Note that the program uses the numerical calculation of the magnetic fields and the temperature rises. Due to this technology the calculations of the eddy current losses, the steel losses, the short-circuit voltage, the circulating current and the transposition are very powerful.
The following picture shows the magnetic field outside the core window. The ampere-turns of 1., 5., 7... current harmonics in the primary and in the secondary are compensated. They produce axial leakage magnetic field. The ampere-turns of the 0.(dc-current), 2., 4. ,... current harmonics do not exist in the primary. They exist only in the sectors of the secondary, are compensated too and produce radial leakage magnetic field.

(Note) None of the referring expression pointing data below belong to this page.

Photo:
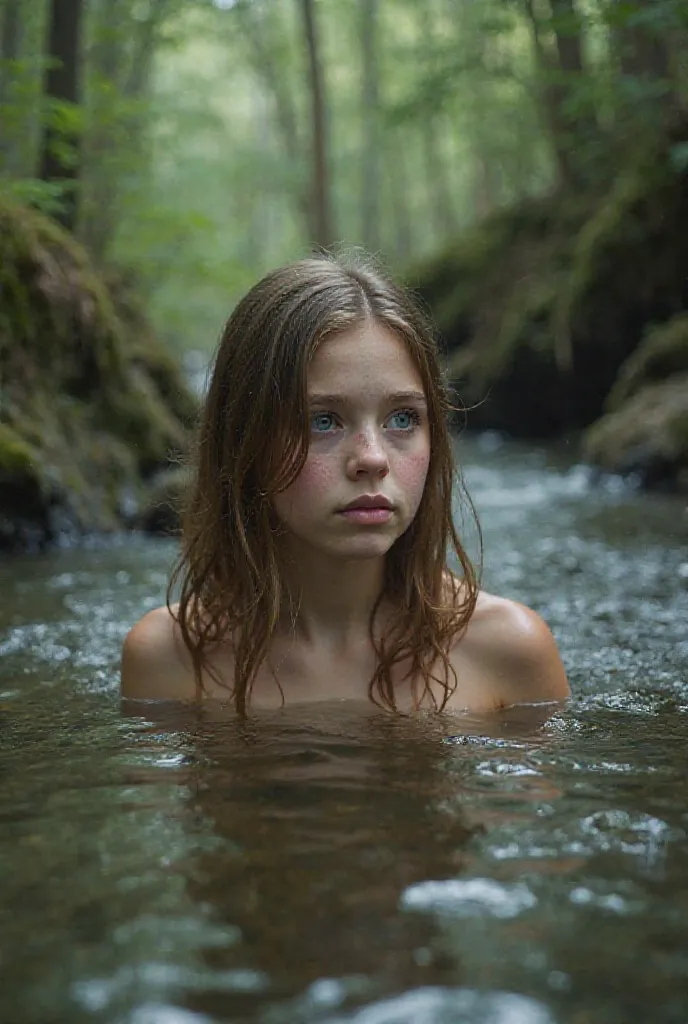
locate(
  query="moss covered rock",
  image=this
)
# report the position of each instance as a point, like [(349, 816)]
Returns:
[(543, 303), (647, 436), (91, 407), (645, 429)]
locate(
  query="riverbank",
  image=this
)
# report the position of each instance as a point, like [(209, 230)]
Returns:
[(92, 408), (569, 315)]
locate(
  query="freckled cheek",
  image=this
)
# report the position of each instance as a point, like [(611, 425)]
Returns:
[(411, 475), (312, 486)]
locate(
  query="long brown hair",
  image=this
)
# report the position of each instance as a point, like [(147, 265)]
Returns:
[(228, 567)]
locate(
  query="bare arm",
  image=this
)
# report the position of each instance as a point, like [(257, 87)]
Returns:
[(156, 665), (517, 652)]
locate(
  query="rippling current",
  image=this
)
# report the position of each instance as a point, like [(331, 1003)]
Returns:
[(337, 864)]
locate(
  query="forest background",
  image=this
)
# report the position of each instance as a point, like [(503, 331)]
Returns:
[(522, 164)]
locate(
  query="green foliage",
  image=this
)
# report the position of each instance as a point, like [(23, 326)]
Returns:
[(91, 404)]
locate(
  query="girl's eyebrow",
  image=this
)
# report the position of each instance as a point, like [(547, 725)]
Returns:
[(342, 399)]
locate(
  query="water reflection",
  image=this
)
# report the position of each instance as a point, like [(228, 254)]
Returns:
[(325, 816)]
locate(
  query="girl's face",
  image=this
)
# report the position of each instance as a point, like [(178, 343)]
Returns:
[(369, 437)]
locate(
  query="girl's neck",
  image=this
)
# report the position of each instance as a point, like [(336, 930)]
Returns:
[(328, 605)]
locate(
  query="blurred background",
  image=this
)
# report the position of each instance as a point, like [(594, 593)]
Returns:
[(521, 164)]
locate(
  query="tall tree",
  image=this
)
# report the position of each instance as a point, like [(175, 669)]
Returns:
[(263, 36), (323, 230), (370, 101), (61, 92), (563, 86), (10, 28)]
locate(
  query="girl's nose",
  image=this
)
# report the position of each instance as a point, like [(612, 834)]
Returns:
[(370, 455)]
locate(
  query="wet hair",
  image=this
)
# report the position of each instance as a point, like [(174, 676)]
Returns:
[(252, 442)]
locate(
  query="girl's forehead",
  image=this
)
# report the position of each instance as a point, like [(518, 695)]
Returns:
[(364, 353)]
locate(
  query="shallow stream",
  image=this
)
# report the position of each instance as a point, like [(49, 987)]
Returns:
[(338, 864)]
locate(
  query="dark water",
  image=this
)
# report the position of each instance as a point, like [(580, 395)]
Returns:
[(337, 864)]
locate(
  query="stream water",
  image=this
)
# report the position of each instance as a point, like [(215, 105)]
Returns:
[(334, 863)]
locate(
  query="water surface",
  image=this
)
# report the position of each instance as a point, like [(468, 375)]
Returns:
[(337, 864)]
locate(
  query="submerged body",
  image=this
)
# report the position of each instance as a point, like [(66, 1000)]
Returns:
[(349, 552), (507, 655)]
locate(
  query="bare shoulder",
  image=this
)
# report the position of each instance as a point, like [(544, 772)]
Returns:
[(156, 664), (514, 649)]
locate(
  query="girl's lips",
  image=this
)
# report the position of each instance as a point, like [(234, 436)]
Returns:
[(368, 515)]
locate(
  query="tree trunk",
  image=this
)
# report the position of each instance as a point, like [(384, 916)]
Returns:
[(287, 123), (10, 36), (60, 144), (370, 97), (437, 178), (555, 88), (323, 233)]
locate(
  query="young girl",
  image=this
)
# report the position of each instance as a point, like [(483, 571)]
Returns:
[(314, 551)]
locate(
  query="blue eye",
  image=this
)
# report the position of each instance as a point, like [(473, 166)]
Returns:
[(318, 426), (411, 417)]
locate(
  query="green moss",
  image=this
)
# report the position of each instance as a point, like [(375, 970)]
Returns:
[(16, 457), (662, 352), (648, 434), (542, 304), (90, 401)]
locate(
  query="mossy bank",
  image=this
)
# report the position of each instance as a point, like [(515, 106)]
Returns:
[(568, 315), (91, 407)]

Finally here are 4 printed pages showing the design results
Nominal operating mode
If you are not satisfied with the solution made by the program you can switch into the Test Mode and change your transformer by hand:
- Wire size
- Material (Cu or Al)
- Number parallel connected wires and their order in strand
- Cooling channels and insulations
- Technology parameter (impregnation, gaps,...)
and then you can set it under an operation mode changing:
- Input voltage
- Loads and their K-factors
- Duty cycle of each winding
- Ambient temperature
- Air flow
Note that the program will calculate (not select from a data base) the thickness of the foil (bar) for the prescribed temperature rise of 120°K. In order to get an available foil (bar) you have to set the thickness of the foil by hand.
If you would like to modify this transformer in order to use it for 12Vdc, 15kAdc then you need only to change the foil&bar width (200mm instead 400mm) and reduce the height of the core window for 400mm.